09/01/2013

Dove siamo? Bowie è di nuovo a Berlino

Pensieri sul trasformista che oggi canta con voce fragile e si mostra senza trucchi

Berlino. Schöneberg. È un giorno di maggio, assolato ma fresco e giro per questo quartiere della città, tra viali alberati, bar zeppi di coppie omosessuali e vessilli del gay pride appese alle finestre, parchi gioco da fantascienza e avveniristiche scuole elementari dai colori accesi e linee ardite. Tutto bello. Affascinante. Ma se continuo a girare per il quartiere è per trovare un portone. Quello di una casa come tante, dove il massimo dell’attrazione oggi è un negozio di autoricambi, al 155 di Haupstrasse. Che, per inciso, nessuno sembra sapere dove si trovi. E posso capirlo. La strada è un vialone anonimo dove non mi stupirei di veder passare da un momento all’altro la 90/91, filovia che percorre la circonvallazione milanese. In quanto alla casa, bisogna fare un certo sforzo di fantasia per emozionarsi al suo cospetto. Chiudere gli occhi e pensare di essere lì di fronte tra il 1976 e il ’77, quando a dividersi l’appartamento al primo piano c’erano David Bowie e Iggy Pop. Base logistica scelta non a caso in un quartiere dal grande fermento già allora, a due passi dai molti locali notturni, dalle gallerie d’arte, ma anche da quell’orrore architettonico che è il Pallasseum, casermone che manco a Scampia, zeppo di immigrati, sorta di anticamera al quartiere di Neukoln. Bisogna saperlo prima che lì c’era la casa di Bowie nel periodo della mitica trilogia berlinese (che trilogia non è ma non divaghiamo), perché altrimenti non la si troverebbe mai. Non una targhetta, non una scritta a pennarello di qualche fan, nemmeno una gomma americana con attaccato un foglietto di carta con scritto «David was here».

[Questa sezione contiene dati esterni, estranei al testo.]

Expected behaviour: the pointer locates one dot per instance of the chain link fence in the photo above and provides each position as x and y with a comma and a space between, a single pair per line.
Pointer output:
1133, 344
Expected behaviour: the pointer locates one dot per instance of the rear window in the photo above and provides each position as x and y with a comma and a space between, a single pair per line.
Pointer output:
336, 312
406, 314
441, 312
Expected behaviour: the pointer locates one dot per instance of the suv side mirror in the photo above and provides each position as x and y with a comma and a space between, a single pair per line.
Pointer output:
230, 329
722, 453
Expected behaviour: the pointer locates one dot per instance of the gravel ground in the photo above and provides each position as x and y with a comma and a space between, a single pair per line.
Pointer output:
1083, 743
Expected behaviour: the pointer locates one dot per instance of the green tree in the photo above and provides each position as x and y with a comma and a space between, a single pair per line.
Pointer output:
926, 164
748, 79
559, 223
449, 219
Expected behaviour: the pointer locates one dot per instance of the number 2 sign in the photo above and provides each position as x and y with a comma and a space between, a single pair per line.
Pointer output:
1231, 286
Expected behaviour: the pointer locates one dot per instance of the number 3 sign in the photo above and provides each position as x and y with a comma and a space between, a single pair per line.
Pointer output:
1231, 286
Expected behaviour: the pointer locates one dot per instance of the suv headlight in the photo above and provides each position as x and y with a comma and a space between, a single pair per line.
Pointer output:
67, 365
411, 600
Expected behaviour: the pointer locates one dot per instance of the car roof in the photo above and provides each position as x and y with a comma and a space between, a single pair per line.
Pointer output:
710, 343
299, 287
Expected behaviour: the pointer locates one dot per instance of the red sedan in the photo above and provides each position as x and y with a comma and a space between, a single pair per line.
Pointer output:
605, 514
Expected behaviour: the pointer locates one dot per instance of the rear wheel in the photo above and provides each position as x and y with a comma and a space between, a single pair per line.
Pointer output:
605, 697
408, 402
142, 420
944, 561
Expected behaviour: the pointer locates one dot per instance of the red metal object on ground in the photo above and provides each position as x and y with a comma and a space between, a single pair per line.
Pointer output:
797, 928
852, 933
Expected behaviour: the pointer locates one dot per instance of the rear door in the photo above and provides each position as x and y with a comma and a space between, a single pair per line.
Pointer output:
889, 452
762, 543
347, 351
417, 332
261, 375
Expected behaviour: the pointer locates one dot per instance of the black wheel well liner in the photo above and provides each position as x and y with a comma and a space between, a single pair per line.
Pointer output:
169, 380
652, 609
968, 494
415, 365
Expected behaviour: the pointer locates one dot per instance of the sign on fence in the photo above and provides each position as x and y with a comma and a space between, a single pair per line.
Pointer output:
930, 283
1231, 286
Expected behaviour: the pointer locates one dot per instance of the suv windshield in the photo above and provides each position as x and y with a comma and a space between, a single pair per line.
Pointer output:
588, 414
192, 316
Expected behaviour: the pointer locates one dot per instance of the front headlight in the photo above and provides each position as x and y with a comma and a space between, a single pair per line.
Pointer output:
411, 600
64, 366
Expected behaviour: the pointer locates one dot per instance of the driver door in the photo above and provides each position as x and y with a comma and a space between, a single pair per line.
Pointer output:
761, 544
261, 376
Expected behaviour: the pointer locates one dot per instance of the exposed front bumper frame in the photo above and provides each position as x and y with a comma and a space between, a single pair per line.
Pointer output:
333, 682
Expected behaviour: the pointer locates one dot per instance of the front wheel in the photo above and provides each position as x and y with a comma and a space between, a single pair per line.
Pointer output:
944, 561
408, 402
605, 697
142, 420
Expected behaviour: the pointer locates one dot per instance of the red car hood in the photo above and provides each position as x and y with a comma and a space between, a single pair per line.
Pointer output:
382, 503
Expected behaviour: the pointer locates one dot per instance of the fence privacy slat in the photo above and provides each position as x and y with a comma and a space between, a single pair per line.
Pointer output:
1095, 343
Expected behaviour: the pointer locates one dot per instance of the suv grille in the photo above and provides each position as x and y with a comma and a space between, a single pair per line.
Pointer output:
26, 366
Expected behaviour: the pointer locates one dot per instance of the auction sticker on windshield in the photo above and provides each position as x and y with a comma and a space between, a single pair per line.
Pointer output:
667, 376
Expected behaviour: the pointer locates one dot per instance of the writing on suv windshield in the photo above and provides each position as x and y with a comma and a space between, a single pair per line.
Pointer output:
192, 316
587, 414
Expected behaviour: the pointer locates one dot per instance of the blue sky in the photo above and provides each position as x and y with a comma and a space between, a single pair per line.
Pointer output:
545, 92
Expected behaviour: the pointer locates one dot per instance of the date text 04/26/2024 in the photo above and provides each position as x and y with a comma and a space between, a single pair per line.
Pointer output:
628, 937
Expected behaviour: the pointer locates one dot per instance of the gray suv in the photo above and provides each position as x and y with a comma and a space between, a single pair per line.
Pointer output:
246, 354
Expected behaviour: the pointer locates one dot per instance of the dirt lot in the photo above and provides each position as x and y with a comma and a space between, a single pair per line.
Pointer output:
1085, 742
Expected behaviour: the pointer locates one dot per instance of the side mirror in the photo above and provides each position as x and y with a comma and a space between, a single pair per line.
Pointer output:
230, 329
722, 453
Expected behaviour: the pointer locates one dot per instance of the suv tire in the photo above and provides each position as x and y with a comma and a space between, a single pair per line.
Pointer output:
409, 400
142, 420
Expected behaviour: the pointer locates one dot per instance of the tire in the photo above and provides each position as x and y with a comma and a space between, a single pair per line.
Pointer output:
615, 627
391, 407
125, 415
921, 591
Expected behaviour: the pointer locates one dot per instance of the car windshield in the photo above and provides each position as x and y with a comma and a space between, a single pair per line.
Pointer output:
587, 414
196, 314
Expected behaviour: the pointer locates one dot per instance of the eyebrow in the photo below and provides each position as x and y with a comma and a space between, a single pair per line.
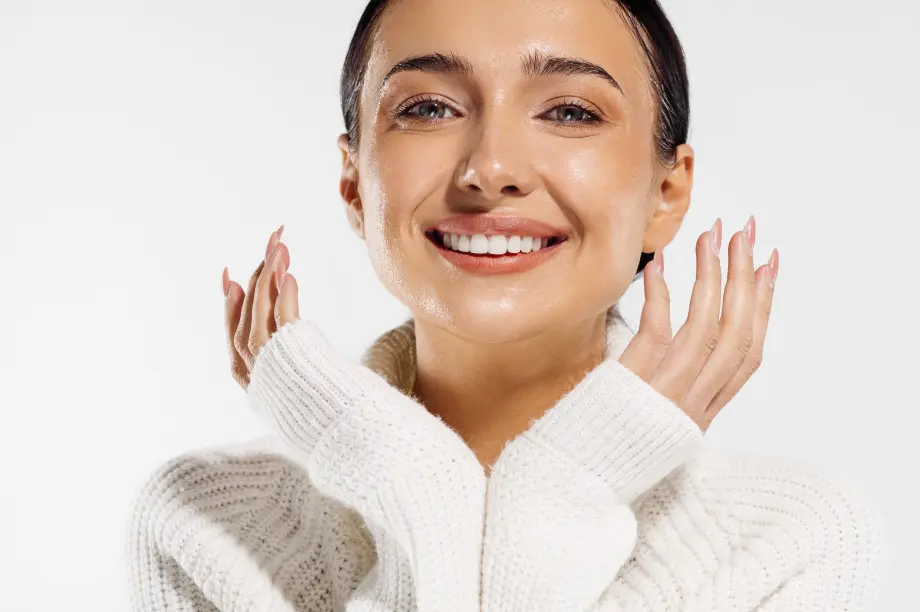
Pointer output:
534, 65
538, 64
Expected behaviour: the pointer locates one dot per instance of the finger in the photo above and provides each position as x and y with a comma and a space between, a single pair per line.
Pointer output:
241, 338
287, 307
765, 279
645, 351
233, 305
699, 335
735, 328
263, 300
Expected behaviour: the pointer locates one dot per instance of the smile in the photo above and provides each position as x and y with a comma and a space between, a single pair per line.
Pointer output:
495, 254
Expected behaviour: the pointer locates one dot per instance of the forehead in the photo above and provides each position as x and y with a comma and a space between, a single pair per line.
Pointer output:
495, 34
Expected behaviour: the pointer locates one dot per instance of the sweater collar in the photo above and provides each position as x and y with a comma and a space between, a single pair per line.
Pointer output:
392, 354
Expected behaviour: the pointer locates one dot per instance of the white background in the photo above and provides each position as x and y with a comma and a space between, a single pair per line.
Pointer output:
143, 146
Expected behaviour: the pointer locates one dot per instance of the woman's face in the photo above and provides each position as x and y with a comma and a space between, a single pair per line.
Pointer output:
537, 109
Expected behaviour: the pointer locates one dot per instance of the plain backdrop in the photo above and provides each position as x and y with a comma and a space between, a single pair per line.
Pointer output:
145, 145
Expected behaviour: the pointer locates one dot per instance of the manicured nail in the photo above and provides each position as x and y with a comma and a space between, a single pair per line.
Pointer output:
774, 267
716, 236
750, 234
272, 244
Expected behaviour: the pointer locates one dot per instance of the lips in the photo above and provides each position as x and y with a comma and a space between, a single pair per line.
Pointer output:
495, 245
491, 225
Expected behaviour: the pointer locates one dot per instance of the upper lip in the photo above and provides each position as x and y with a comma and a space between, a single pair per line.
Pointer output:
507, 225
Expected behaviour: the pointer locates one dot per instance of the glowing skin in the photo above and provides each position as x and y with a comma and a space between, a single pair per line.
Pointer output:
496, 350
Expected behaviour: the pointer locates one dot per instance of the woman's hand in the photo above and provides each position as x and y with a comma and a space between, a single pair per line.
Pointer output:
709, 359
253, 316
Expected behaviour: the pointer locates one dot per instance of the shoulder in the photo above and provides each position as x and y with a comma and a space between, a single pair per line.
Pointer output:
219, 516
778, 527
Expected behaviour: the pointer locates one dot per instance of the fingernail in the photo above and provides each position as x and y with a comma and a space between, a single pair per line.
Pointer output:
272, 243
774, 267
716, 236
750, 234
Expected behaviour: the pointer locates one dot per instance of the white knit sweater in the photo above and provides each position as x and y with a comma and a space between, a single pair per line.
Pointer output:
360, 499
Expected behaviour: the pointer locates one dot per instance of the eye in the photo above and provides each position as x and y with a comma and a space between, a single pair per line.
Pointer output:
572, 112
426, 110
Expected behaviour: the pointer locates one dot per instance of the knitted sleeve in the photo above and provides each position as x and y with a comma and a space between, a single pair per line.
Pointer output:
558, 520
229, 530
822, 542
364, 443
562, 531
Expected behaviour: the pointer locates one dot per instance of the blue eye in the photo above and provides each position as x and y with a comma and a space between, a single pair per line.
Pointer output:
572, 113
427, 110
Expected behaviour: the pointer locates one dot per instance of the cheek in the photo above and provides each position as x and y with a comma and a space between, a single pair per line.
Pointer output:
607, 187
404, 173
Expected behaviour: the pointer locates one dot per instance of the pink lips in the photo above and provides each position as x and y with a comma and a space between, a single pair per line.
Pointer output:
490, 226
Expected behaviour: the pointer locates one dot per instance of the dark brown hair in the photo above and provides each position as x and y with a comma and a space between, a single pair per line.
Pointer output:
653, 30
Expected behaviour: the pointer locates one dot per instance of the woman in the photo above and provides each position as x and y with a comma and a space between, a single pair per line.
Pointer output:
513, 446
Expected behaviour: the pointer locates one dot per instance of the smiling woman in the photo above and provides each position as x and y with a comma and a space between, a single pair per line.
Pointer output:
514, 445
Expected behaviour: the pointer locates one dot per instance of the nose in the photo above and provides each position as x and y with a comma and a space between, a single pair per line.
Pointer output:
498, 163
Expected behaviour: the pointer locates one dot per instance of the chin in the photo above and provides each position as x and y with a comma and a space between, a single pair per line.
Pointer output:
491, 320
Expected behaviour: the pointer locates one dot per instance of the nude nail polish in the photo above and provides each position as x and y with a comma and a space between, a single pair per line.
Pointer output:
774, 268
716, 237
750, 234
272, 245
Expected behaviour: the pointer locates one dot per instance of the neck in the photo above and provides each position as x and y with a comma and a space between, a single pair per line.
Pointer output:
491, 393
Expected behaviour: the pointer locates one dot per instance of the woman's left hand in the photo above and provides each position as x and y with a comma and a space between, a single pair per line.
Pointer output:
721, 344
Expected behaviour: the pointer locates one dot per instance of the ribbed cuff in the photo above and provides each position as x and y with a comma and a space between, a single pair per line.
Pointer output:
619, 428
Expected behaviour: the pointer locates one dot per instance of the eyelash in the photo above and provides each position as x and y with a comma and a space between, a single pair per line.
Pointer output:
592, 117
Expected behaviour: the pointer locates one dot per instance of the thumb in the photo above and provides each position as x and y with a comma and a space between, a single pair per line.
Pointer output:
287, 306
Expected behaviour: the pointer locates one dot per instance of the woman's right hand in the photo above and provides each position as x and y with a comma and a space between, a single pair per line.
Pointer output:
710, 358
252, 316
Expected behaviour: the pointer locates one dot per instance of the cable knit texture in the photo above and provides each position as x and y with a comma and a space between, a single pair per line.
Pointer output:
359, 499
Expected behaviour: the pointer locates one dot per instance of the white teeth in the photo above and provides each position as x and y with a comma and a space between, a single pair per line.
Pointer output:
480, 244
498, 245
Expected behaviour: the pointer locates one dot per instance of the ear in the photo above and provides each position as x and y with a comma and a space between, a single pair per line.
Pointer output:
673, 201
348, 187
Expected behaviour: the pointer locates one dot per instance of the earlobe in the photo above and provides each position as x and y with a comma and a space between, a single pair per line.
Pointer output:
348, 188
673, 201
356, 217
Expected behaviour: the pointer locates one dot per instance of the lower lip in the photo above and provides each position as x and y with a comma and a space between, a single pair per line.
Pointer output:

Ora, sei mesi dopo, quel portone e quella casa sono parte di un evento. Il ritorno di Bowie. Dieci anni è durato il suo silenzio. Dieci anni durante i quali ha fatto il marito e il pensionato, lontano dalla musica e con giusto qualche comparsata come attore. Erano tutti pronti a festeggiare i suoi 66 anni, sdilinquendosi nelle solite domande, «ma dov’è?», «ma che fa?», «come starà?». E lui, come sempre, un passo avanti a tutti, era già pronto al ritorno: scriveva, incideva con Tony Visconti e, nell’era di internet, non faceva sapere niente nemmeno alla sua casa discografica. Un album nuovo, a marzo. Un singolo nuovo, subito. Where Are We Now?. Ci voleva Bowie stesso a ricordare quella casa, rendendola protagonista di più di un’inquadratura nel video del brano. Bowie torna incrociando passato e presente. La canzone è un omaggio a Berlino, le immagini del suo vecchio appartamento frammiste a quelle della città sono lì. Qualcuno potrà dire «che palle, ecco la vecchia star imbolsita che si aggrappa al passato glorioso». Dubbio lecito, non fosse che il David di oggi non scimmiotta quello di allora: canta, dolente e dolorosamente, con una voce che si avverte più fragile e meno corposa di un tempo, mostrandosi senza trucchi, con le rughe che ne solcano il viso, in un impatto forte dove il passare degli anni arriva a chi guarda come un pugno nello stomaco. Nel brano ci sono echi di Heathen – non proprio il più brillante dei suoi album -, ma rispetto ad allora si avverte un carico emotivo fortissimo, come si fosse accumulato in tutto questo tempo di silenzio. Emozione che rende preziosa anche la forma classica e a tratti autocitazionista, di questa ballad. David si chiede dove siamo? L’impressione è che, in ogni caso, lui lo sappia già meglio di noi.